Development of a novel localized surface plasmon resonance (LSPR) biosensor for relevant protein biomarker detection at point-of-care (POC)

LSPR (localized surface plasmon resonance) platforms offer label-free, sensitive, rapid, robust and versatile detection of biomolecules, being a desirable technology for Point of Care (POC) diagnostics.¹ Gold nanoparticles are often used in these platforms for its biocompatibility and simple antibody immobilization.² Nevertheless, this technology still presents challenges that need to be overcome, for POC integration, such as: improve the limit of detection (LOD) and the selectivity in complex media, develop multiplexing platforms for multiple detection of biomarkers as well as automated forms of fluid control.¹

We present a novel LSPR technology constituted by thin films of TiO₂ and CuO with embedded gold nanoparticles.
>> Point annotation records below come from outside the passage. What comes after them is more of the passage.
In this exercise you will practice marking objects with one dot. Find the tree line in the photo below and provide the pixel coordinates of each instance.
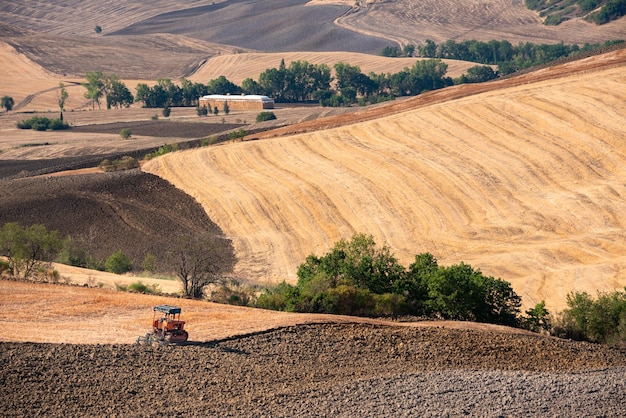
(508, 57)
(357, 277)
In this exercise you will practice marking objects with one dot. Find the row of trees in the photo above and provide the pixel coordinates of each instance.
(508, 57)
(358, 278)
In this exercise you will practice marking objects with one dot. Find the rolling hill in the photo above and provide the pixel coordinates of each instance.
(524, 182)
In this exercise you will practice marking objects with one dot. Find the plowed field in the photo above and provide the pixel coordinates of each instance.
(525, 184)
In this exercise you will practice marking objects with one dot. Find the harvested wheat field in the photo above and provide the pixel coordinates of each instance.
(409, 21)
(238, 67)
(526, 183)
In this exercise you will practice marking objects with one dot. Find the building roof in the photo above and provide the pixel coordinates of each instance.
(238, 98)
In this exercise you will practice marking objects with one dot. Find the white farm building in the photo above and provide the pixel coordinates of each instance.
(243, 102)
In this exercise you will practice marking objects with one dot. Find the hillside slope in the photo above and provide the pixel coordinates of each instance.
(524, 182)
(238, 67)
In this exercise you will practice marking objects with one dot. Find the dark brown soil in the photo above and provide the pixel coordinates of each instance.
(131, 211)
(319, 370)
(159, 129)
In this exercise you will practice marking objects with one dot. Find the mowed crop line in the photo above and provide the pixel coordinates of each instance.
(238, 67)
(525, 183)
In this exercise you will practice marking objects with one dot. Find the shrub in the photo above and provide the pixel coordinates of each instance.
(264, 116)
(202, 110)
(125, 133)
(240, 133)
(139, 287)
(124, 163)
(602, 320)
(42, 124)
(118, 263)
(164, 149)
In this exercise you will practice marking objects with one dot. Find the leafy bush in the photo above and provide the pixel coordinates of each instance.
(202, 110)
(118, 263)
(27, 249)
(124, 163)
(264, 116)
(164, 149)
(42, 124)
(358, 278)
(602, 320)
(139, 287)
(239, 133)
(125, 133)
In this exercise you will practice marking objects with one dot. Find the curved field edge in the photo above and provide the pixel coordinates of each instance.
(76, 314)
(525, 182)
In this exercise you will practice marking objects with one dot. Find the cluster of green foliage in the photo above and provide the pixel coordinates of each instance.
(139, 287)
(394, 51)
(556, 12)
(198, 262)
(239, 133)
(41, 123)
(7, 102)
(124, 163)
(27, 249)
(167, 94)
(125, 133)
(508, 57)
(601, 320)
(163, 149)
(264, 116)
(99, 84)
(358, 278)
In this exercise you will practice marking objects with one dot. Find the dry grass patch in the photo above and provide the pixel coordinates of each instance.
(524, 183)
(238, 67)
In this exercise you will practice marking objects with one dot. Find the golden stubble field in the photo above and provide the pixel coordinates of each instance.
(525, 183)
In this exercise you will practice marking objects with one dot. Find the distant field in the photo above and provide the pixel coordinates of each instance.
(524, 183)
(238, 67)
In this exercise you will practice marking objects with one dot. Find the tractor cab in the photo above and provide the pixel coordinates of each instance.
(167, 327)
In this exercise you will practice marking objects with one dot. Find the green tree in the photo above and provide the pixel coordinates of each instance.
(26, 249)
(95, 87)
(408, 50)
(538, 318)
(429, 50)
(263, 116)
(199, 261)
(222, 85)
(7, 102)
(125, 133)
(62, 97)
(117, 94)
(118, 263)
(479, 74)
(358, 262)
(390, 51)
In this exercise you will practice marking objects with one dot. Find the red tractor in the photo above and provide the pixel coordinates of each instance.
(167, 327)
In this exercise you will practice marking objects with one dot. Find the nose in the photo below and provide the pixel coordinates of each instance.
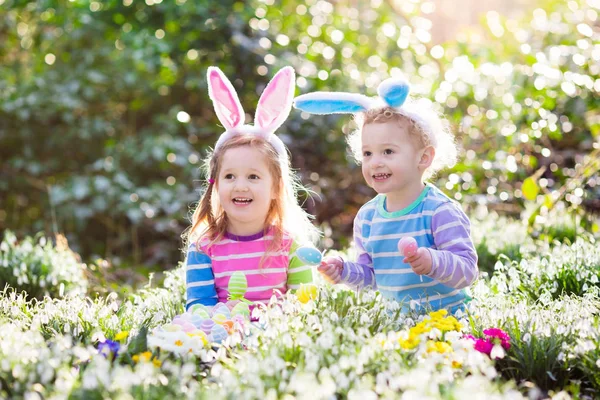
(376, 162)
(241, 185)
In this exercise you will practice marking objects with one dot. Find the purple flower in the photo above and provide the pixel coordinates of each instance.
(484, 346)
(109, 348)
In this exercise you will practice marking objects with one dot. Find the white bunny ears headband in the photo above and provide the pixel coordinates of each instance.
(273, 107)
(393, 92)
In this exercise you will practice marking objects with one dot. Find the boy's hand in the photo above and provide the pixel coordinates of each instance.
(420, 262)
(331, 269)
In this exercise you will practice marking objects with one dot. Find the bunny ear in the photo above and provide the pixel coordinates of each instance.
(332, 103)
(276, 100)
(225, 99)
(393, 91)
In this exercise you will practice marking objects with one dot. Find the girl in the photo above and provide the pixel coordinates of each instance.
(248, 218)
(399, 144)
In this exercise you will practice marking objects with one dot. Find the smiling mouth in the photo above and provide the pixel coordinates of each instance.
(241, 201)
(381, 177)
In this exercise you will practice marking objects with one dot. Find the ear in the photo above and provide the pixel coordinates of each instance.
(275, 102)
(427, 156)
(393, 91)
(225, 100)
(332, 103)
(281, 189)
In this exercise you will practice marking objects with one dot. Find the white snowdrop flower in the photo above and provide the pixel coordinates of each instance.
(497, 352)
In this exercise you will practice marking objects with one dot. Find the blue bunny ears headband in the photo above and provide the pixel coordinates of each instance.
(393, 92)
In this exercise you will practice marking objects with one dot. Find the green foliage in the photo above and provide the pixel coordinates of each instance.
(39, 268)
(536, 357)
(563, 270)
(118, 87)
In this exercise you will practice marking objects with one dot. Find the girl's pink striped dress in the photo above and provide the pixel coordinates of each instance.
(209, 268)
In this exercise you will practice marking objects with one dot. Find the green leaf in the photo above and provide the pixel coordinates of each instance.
(530, 189)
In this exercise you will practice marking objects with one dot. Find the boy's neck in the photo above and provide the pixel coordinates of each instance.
(401, 199)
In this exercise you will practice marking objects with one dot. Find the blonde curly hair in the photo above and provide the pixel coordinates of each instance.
(426, 126)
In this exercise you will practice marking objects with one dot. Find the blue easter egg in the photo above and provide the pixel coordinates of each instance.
(218, 333)
(309, 255)
(223, 310)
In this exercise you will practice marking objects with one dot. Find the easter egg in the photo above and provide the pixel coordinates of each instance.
(309, 255)
(219, 319)
(241, 309)
(228, 325)
(238, 284)
(231, 303)
(202, 313)
(172, 327)
(203, 336)
(196, 320)
(207, 325)
(223, 310)
(218, 333)
(407, 246)
(306, 293)
(216, 307)
(195, 307)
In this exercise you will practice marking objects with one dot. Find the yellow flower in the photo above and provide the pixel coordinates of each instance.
(145, 356)
(121, 335)
(420, 328)
(409, 343)
(306, 293)
(438, 347)
(438, 314)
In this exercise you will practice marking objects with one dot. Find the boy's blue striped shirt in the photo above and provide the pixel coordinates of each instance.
(435, 222)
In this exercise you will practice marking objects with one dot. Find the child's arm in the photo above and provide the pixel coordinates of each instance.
(454, 262)
(298, 272)
(199, 279)
(359, 274)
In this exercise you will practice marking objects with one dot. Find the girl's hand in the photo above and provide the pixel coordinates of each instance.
(331, 268)
(420, 262)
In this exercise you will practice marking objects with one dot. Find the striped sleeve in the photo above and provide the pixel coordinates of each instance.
(454, 261)
(359, 274)
(199, 279)
(298, 272)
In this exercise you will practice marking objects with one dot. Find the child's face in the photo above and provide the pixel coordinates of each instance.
(390, 158)
(245, 188)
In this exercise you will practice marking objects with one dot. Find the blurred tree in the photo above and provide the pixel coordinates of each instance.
(104, 113)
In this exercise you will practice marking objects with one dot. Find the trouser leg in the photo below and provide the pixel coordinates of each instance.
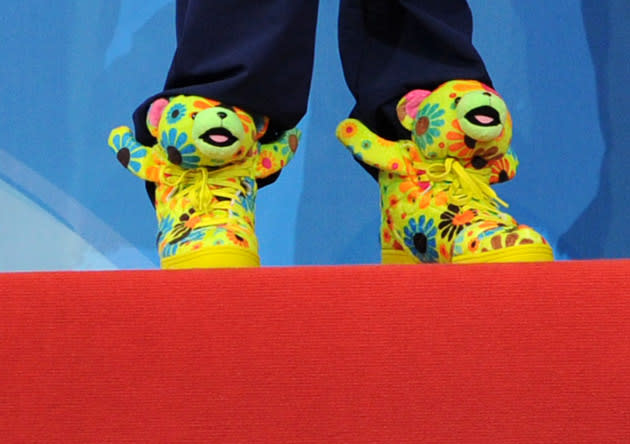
(257, 55)
(389, 47)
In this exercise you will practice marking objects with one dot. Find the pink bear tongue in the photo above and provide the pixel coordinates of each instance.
(219, 138)
(484, 119)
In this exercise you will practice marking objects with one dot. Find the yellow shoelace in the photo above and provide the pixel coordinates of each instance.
(209, 190)
(465, 183)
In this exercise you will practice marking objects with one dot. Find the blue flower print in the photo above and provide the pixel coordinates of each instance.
(176, 113)
(137, 152)
(420, 238)
(428, 124)
(188, 151)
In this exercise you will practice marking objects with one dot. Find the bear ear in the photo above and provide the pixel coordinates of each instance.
(155, 114)
(409, 105)
(262, 124)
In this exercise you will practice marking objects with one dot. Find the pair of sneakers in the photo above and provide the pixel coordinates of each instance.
(436, 197)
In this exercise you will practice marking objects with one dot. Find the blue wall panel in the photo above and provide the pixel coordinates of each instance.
(72, 70)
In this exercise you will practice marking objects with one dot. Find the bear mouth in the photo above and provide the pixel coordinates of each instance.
(218, 137)
(484, 116)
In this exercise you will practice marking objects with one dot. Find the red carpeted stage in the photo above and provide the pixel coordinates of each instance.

The nanocomposite films were deposited by reactive DC magnetron sputtering and subjected to post-deposition thermal annealing up to 600 ºC. The thickness of the thin films is lower than 100 nm, and the atomic concentrations of Au was close to 13 % in both matrices. The manufacturing of these films is cost-effective and simple to up-scale, since the production process is straightforward and reproducible. It also allows the tuning of several parameters in order to optimize the LSPR signal and, therefore, improve detection mode sensitivity.³

The surface characterization of these nanocomposite films was performed by SEM and revealed Au nanoparticles with 50 nm diameter average covering about 18% of thin film surface, for the Au/CuO thin films, and between 15 to 20 nm covering 8% of thin film surface, for Au/TiO₂ thin films. AFM analysis revealed a roughness of 2.64 nm for Au/TiO₂ and 3.45 nm for Au/CuO. The size and surface exposure of Au nanoparticles is appropriated for effective antibody immobilization, which gives to these nanoplasmonic thin films a great potential for protein biomarker detection at POC settings.